Shoes were a nightmare, too. Sophie lived in Converse trainers which were long and narrow.
But as she approached 10, her thin frame really started to show.
"Anorexic!" strangers scoffed.
Admittedly, her legs looked so thin I worried they'd snap.
But anorexia? No way! I'd seen her polish off an entire large pizza in one sitting.
"If she keeps growing at this rate, it'll mean more pain for her," a specialist warned. "This world simply isn't made for the super-tall."
Sophie's condition meant she'd also developed scoliosis, an abnormal curvature of her spine, causing her agonising back pain.
A specialist suggested two things.
First was surgery to smash the growth plates in Sophie's knees.
Then, she'd need to be put through early puberty to stop the growth spurts that come during the teen years.
"Puberty can be tough," I told her, "but it's going to happen sooner or later.
"Maybe it's best to get it over with," she agreed.
So we went ahead with both options.
Once she'd recovered from the surgery, we headed off on holiday with Aaron and my brother Ash.
But Sophie was unusually moody. One night, she burst into tears for no reason.
"What's wrong, sweetheart?" I asked.
We were supposed to be having the time of our lives.
Then it hit me: after months of hormone treatment, puberty had set in.
I bought her some training bras.
At first Sophie hated being the only girl amongst her friends with her period.
But by 12, some of her friends started catching up.

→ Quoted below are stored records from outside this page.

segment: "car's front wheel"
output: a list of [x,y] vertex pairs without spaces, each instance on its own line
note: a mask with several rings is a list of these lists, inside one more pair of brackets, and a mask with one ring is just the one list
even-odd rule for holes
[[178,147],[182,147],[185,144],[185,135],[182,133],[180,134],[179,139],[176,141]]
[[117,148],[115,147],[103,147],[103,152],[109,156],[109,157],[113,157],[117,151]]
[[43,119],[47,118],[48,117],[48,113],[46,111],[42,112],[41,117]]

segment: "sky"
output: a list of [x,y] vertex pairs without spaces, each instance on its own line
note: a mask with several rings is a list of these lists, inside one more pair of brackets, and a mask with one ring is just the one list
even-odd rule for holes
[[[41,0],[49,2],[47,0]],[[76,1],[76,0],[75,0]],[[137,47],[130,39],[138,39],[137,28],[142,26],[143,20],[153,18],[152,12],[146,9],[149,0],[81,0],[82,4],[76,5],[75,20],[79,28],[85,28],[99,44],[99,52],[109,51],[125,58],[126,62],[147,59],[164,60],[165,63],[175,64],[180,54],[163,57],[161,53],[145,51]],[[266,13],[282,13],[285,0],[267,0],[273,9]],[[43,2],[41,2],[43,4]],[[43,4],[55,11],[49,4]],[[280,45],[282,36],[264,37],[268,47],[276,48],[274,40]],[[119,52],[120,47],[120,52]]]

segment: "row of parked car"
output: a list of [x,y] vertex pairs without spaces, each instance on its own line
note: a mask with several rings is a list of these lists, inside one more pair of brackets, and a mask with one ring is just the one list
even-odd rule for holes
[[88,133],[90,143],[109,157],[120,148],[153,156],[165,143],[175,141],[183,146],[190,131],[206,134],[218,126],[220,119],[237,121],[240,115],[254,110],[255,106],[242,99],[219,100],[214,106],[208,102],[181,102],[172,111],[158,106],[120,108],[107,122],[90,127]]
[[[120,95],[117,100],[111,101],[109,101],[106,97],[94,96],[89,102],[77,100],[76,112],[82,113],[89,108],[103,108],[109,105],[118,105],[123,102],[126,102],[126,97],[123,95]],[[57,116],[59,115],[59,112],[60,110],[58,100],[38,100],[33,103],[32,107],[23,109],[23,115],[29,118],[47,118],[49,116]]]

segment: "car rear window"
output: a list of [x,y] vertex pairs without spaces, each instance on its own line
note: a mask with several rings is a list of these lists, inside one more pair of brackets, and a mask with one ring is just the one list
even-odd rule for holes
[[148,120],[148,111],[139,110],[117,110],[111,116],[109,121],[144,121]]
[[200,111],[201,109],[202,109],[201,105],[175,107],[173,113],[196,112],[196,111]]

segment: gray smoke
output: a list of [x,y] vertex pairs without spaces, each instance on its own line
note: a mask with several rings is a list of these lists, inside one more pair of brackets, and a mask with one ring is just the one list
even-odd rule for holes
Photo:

Sophie's body has filled out, too.
Now at 76kg, she's in size 12-14 clothes.
She still dresses sporty but loves being able to fit into skinny jeans.
Sophie stopped taking the hormones a couple of months ago.
We're hopeful she's reached her final height of 189cm.
For a 12-year-old, that's still incredibly tall – 45cm taller than many of her peers.
In fact, Sophie's believed to be the tallest pre-teen girl in the world.
She's been invited to apply for a Guinness World Record, as they don't know of a pre-teen girl who is taller.
While we've all adjusted to Sophie's condition, it still takes strangers by surprise.
One cheeky boy at school called her a giraffe.
"I love giraffes," Sophie smiled, determined not to let it get her down.
We've come to believe that giraffes have the Marfan syndrome of the animal world and Sophie clings to that.
I'm proud to say she's much better at handling the staring than I was.
She gets countless comments and questions about her height.
But she's incredibly confident, and always looks on the bright side.
"Hey shorty!" she teases me, laughing at my 164cm frame.
When she notices people staring, she tells them up front: "I have Marfan's syndrome. It makes me very tall."
All she wants is for people to treat her like a normal girl, because that's what she is.
Sophie might look different, but that doesn't change who she is inside.